2020 12 09 alexandre rousseau

Alexandre Rousseau, the Chief Executive of Société Générale Private Banking in Monaco during the first wave of the covid pandemic, is also Vice-President of the AMAF and chairs the Commission for Social Affairs.

How does the Commission for Social Affairs operate?

It includes seven members of the AMAF, as well as a Social Observatory made up of eleven Directors of Human Resources from the main banks in the Monaco financial sector. Three times a year, it joins forces with the Social Observatory to review social and HR issues relating to financial activities in Monaco.
At the request of social partners (trade unions and employers’ organisations), we organise joint committees with the SEGCB (Syndicat des Employés, Gradés et Cadres de Banques - Union for Banking Employees, Officers and Executives) on subjects such as the classification of jobs, or how to define short-term positions. We regularly meet with the Département des Affaires Sociales et de la Santé (Department of Social Affairs and Health), the Direction du Travail (Department of Employment) and the Direction des Affaires juridiques (Department of Legal Affairs).

Can you specify what the role of the Social Observatory is?

The Social Observatory was set up by the AMAF to enable a regular and wide-ranging discussion on practices in the financial sector relating to all aspects of employment, including employment contracts in Monaco: permanent and fixed-term contracts, internships and in-work training. A salary survey is carried out every two years so as to set a reference benchmark for different categories of jobs. It is also useful for sharing different points of view on the advantages of direct or indirect social benefits.

Which areas do you work on?

We are currently working on a project to modernise founding texts relating to the existence of trade unions to adapt them to developments in working conditions and the international conventions ratified by the Principality of Monaco.
Furthermore, in November, we signed a Charter for workplace gender equality with the Department of Social Affairs and Health.
The financial sector took part in an investigation into harassment and violence at work carried out by the Department of Work. As for more technical areas, we have worked on tax and social charge exemptions for overtime, as well as the digitisation of payslips. Digitisation affects the entire Financial Sector, which, for that matter, is very satisfied with the new Digital Economy legislation.

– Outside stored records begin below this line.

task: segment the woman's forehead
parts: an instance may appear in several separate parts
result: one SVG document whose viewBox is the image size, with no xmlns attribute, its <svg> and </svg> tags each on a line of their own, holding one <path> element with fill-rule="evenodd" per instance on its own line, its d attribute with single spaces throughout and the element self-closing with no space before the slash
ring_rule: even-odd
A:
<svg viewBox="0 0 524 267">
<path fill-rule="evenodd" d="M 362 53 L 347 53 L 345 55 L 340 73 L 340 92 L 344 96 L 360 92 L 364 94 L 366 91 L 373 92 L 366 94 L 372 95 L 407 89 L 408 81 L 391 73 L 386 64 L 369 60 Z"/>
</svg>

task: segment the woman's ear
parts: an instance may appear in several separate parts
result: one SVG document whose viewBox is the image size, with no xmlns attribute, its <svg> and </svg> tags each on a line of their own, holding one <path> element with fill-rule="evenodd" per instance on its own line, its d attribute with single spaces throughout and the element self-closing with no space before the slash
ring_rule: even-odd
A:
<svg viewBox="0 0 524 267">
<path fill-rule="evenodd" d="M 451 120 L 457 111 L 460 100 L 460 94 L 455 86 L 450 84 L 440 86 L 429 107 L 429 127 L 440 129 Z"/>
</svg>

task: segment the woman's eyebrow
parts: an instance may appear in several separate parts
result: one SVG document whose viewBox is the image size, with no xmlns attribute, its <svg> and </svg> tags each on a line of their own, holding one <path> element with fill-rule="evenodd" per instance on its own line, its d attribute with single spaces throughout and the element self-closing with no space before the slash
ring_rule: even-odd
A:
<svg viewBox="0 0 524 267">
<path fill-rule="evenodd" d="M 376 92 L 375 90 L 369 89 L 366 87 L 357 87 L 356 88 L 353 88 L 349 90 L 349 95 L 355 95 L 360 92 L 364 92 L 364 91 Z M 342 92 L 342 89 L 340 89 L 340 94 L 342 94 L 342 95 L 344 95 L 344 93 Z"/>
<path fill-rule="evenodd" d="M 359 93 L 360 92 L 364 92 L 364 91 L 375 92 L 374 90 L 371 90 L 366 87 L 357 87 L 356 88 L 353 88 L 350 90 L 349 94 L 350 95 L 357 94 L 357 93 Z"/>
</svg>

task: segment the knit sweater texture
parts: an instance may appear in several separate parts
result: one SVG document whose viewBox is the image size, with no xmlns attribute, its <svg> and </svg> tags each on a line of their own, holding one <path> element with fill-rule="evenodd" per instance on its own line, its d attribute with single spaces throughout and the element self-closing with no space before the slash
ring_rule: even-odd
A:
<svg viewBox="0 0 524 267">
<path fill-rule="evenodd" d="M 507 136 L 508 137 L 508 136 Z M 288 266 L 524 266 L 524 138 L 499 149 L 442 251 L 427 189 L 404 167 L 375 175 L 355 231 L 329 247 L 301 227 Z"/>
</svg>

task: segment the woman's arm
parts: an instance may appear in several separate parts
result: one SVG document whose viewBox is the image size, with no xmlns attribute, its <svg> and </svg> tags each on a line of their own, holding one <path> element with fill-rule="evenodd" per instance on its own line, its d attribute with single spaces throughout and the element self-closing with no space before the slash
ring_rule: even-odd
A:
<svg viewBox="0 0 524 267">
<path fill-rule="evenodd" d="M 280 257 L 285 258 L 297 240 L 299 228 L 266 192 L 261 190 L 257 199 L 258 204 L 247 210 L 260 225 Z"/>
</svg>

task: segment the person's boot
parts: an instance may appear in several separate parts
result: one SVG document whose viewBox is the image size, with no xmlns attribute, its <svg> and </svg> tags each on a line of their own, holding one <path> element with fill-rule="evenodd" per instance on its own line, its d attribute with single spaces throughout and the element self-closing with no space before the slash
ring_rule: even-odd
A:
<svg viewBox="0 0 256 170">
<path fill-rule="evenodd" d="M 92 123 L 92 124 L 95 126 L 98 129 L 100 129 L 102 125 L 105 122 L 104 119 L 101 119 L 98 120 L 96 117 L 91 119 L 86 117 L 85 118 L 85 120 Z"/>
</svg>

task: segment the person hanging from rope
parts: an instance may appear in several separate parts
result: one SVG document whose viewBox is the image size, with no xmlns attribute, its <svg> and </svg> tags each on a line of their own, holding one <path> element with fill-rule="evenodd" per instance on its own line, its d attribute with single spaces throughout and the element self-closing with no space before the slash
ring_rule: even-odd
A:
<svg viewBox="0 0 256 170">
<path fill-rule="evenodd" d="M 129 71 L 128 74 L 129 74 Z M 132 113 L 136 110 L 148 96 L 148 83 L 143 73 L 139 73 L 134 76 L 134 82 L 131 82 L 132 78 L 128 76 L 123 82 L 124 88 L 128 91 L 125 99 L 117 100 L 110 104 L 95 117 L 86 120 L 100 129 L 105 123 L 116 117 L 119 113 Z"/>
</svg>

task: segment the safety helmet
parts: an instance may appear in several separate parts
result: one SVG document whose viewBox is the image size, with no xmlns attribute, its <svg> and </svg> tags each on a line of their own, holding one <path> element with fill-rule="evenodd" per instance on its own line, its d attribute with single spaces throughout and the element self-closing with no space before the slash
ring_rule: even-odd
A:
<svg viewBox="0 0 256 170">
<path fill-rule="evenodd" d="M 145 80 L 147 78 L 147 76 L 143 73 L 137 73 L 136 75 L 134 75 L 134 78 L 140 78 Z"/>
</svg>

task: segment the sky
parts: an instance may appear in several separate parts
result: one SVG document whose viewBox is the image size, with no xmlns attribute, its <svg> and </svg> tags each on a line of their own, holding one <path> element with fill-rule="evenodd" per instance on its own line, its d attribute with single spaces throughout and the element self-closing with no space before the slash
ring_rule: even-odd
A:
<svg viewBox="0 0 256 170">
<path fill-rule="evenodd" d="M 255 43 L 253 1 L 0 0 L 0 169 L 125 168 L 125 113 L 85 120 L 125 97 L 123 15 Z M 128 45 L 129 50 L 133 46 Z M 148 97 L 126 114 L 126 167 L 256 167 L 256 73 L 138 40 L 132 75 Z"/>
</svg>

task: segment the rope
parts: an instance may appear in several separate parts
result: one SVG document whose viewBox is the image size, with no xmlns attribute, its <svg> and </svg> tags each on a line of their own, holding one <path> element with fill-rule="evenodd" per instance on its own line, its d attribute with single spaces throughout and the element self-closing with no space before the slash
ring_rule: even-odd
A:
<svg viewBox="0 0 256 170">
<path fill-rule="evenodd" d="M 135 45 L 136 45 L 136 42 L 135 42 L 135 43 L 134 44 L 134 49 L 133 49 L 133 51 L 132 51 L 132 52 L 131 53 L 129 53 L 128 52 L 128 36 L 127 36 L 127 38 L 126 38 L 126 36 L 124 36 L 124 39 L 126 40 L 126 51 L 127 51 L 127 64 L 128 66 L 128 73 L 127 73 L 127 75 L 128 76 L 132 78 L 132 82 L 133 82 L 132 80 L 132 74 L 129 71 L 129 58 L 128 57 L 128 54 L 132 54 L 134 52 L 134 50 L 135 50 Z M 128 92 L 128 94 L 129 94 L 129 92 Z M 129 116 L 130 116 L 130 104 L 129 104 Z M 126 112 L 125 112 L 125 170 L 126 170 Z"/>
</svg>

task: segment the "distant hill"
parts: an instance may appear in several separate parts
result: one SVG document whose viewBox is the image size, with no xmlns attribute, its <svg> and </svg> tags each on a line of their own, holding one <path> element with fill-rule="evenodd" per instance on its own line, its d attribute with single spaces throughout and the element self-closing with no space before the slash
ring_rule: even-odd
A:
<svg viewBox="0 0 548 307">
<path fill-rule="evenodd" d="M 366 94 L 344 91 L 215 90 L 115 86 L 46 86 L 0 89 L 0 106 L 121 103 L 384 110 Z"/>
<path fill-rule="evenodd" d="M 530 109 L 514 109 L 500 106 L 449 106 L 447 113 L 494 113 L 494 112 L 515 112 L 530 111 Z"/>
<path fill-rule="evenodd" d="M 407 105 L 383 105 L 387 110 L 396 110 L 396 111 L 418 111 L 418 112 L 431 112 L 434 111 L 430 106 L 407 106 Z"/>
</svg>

Does your work also touch on training?

The members of the Association are very involved in banking certification, in-work training schemes, and the Finance Master’s degree at the International University of Monaco, whose programme they have validated.

Have any new areas of study emerged as a result of the pandemic?

We continue to work on developing and reviewing certain articles in the collective bargaining agreement for banks. This work involves an ongoing conversation into the modernisation of certain laws, including laws on remote work. In 2019, we carried out a survey on the implementation of remote work for staff in support roles. The pandemic sped everything up. We are currently working on bringing greater flexibility to regulations authorising remote working in Monaco.